Networks and participatory culture [Unit 3 reflections]

[Photo by Jono on Unsplash]

In this blog post, I would like to reflect on the impact of online communities on my digital identity and cultivation of my digital presence.

Henri and Pudelko (2003) distinguish four different types of virtual communities: “communities of interest, goal‐oriented communities of interest, learners’ community, and community of practice” (as quoted in Veletsianos, 2016). Furthermore, as Veletsianos (2016) asserts, the networks are multi-faceted entities, comprised of individual networks, all based on individual relationships (p. 244). As such they are uneven, uncertain, diverse, borderless,  and clustered  (Dron & Andreson, 2014). 

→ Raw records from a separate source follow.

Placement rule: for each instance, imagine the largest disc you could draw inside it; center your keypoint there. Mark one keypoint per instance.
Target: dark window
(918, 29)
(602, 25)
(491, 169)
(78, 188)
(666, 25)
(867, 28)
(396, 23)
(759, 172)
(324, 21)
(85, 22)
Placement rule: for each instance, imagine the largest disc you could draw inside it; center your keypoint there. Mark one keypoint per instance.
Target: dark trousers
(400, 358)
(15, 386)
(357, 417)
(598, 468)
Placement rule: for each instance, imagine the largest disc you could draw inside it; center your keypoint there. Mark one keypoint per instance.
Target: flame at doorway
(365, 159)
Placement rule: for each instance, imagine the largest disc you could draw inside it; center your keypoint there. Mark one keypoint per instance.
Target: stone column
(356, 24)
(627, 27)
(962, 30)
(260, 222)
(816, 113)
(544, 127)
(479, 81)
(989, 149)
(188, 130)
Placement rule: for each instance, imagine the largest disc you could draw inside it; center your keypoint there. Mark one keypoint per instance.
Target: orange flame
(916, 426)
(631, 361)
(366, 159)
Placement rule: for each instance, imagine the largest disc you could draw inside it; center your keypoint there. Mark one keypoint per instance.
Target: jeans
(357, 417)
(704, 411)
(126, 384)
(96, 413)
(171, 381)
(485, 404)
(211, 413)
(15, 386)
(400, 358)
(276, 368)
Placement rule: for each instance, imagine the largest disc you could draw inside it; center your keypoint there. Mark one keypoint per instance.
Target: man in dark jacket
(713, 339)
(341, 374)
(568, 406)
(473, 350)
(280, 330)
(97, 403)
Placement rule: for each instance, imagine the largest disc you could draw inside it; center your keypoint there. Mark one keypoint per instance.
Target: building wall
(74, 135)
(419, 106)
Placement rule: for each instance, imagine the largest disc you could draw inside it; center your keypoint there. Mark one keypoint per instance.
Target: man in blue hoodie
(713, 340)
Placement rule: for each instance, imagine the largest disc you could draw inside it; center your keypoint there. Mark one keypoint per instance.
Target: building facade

I find myself on the crossroad between all these different online communities, which integrate my personal and professional interests, my work-related communities, which include both my colleagues as well as students and my own educational communities. All of these communities integrate people from my past and present and are very dynamic and diverse in terms of their interaction, content, and contributions.

Made with Canva, Photo by Carles Rabada on Unsplash.

 

Participation in digital communities, as Veletsianos (2016) calls them, is determined by this new participatory culture, which “shifts the focus of literacy from individual expression to community involvement” (Jenkins, 2009, p. xiii).  Contribution to these communities is defined by the participation and invites feedback, as well as contribution, thus producing “networked learners”, who “through participation in networks that reify their interactions, are almost always “prosumers”—people who both consume and produce network content” (Bruns, 2008, as cited in Dron & Andreson, 2014, p. 144).  Therefore content creation and contribution to the networks are “pivotal in providing tools for knowledge construction and tools for sharing and expanding on that knowledge” (p. 144).

 


References:

Dron, J, & Andreson, T. (2014). Teaching Crowds. Athabasca University Press.
Jenkins, H. (2009). Confronting the Challenges of Participatory Culture: Media Education for the 21st Century. Cambridge: MIT Press.
Veletsianos, G. (2016). Digital learning environments. In N. Rushby & D. Surry (Eds.), Handbook of Learning Technologies (pp. 242-260). UK: John Wiley & Sons.